Her passion was working with Aboriginal communities from her earliest postings in several detachments in the Edmonton, Alta., area. "I really started to understand the history of reserves and the role that history played in the problems of people there," Joyce says. From lack of education and opportunities to a lack of parenting skills, the challenges were many. "I was really attracted to trying to make a difference for them."
The RCMP announced in May 1974 that it would accept applications from women. Joyce was teaching in Regina, Sask., and was friends with a Mountie who tried to get her to join. She didn't think it was for her but picked up an application to get information for her students. Much to her surprise, she found herself filling out the forms.
"I just wanted something that was outside of four walls," she recalls. "I needed to be out in the community."
Joyce's 30-year career started in Stony Plain, Alta., located just west of Edmonton. As the first woman in the detachment, she was a source of curiosity at first. "I walked in the detachment and the secretary's first words were 'that's what you look like. Everybody's in the back waiting for you'," she laughs.
After 13 physical moves and as many different positions, Joyce doesn't even need a moment to say what she's most proud of when looking back on her career.
It was her last posting as the first National Restorative Justice Coordinator that had her travelling across the country – including 23 different communities in Nunavut alone – to teach fellow Mounties, Aboriginal elders and community volunteers how to better resolve issues involving non-criminal conflicts in their communities. Based on the traditional native healing circle, restorative justice is a non-adversarial approach to creating healthier, safer communities focused on healing for victims and accountability for offenders.

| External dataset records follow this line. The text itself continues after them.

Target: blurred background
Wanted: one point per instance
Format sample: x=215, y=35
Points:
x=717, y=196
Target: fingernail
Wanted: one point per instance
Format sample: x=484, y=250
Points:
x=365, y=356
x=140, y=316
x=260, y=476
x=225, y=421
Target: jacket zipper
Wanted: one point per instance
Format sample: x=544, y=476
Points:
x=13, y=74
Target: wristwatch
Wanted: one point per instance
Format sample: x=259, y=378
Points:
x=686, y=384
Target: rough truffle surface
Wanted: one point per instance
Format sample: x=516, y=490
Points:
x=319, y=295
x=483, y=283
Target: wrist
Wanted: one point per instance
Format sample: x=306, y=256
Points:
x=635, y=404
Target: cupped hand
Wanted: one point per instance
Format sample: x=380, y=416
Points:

The impact of her work with Aboriginal people, particularly the Inuit, is felt through the art lining the walls in every room of her home. One that holds particular meaning is an ink etching of a rock cairn in the Arctic given to her by a woman in her 80s in the first Inuit community she visited. Her voice catching, Joyce says the woman had returned to school to learn to "record the history" of her people.
That she had an impact as a result of that first visit to an RCMP office to get career information for her students four decades ago can't be denied.
"It would bring tears to your eyes because of the healing that would take place," she says. "One woman actually thanked me for bringing back her culture. It was a passion and so rewarding to know I really was making a difference."